Data
Data were drawn from the General Practice Patient Survey (GPPS), a survey designed to provide information on individuals’ experience of services provided by general practices in England [6]. Approximately 2.6 million surveys are sent annually to randomly selected adults (18+ years) who must have been registered with a practice for at least 6 months [7]. As almost the entirety of the English population is registered with a GP practice [8], the GPPS represents a general population sample. The annual response rate is approximately 35%, resulting in approximately 1 million individuals per year. The GPPS is a repeated cross-section, meaning that although it is possible for individuals to be randomly selected in different years, the same individual cannot be tracked over time.
The GPPS collects information on individual sociodemographic characteristics and multiple measures of individual’s health, including the EQ-5D. Our study used data from the 2011 and 2012 surveys years. Importantly, between these years the EQ-5D version changed from the EQ-5D-3L to the EQ-5D-5L.

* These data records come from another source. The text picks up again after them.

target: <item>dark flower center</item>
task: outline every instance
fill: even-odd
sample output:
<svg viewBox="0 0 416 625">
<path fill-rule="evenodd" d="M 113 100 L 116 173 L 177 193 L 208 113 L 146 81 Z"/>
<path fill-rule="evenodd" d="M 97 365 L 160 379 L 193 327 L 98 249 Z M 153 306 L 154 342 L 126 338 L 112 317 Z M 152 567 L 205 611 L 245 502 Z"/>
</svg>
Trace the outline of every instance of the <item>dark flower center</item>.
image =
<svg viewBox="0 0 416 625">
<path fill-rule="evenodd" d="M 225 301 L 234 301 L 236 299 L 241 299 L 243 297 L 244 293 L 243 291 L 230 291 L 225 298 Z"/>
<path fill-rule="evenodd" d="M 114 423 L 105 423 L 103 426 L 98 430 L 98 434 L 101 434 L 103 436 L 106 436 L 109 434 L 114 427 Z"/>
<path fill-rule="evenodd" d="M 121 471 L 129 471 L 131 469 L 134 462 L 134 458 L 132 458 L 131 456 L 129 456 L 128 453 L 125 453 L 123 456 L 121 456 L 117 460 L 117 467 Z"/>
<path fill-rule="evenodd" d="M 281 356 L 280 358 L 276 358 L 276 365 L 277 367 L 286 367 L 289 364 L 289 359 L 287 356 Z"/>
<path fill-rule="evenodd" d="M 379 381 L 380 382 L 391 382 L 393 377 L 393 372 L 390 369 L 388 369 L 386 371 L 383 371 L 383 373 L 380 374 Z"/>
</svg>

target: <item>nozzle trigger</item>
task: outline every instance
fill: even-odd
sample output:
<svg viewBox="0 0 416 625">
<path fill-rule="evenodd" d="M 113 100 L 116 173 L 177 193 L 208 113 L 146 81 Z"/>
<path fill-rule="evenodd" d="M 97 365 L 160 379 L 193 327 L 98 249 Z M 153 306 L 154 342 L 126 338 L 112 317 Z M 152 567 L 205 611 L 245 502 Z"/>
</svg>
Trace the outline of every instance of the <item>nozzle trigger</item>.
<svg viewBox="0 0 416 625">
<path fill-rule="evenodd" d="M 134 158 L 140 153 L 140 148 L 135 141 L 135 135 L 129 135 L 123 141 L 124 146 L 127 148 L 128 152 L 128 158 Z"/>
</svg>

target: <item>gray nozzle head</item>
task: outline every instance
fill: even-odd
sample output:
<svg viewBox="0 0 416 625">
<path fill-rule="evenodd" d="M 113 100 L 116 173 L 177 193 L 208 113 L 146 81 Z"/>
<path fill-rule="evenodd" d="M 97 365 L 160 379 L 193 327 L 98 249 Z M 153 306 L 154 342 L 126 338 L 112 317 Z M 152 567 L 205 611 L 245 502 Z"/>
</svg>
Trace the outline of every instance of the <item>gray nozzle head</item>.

We restricted our sample to individuals with complete data on EQ-5D and relevant health and sociodemographic characteristics. Missing data were not imputed. The total eligible sample size was 1,411,680 individuals (2011: 718,239; 2012: 693,441).
Matching
We used coarsened exact matching (CEM) to ensure individuals in the 2011 (EQ-5D-3L) and 2012 (EQ-5D-5L) samples were identical on characteristics that are either predictive of health or predictive of how health is reported [9]. CEM first coarsens continuous variables into bins, with binary or categorical variables left uncoarsened. Strata are then created for each unique combination of the coarsened and binary/categorical variables and exact matching is applied to these strata. Strata containing individuals in the 2011 sample only or 2012 sample only were pruned from the study sample. k-to-k matching was used to ensure the same number of individuals from the 2011 and 2012 years were included in each strata.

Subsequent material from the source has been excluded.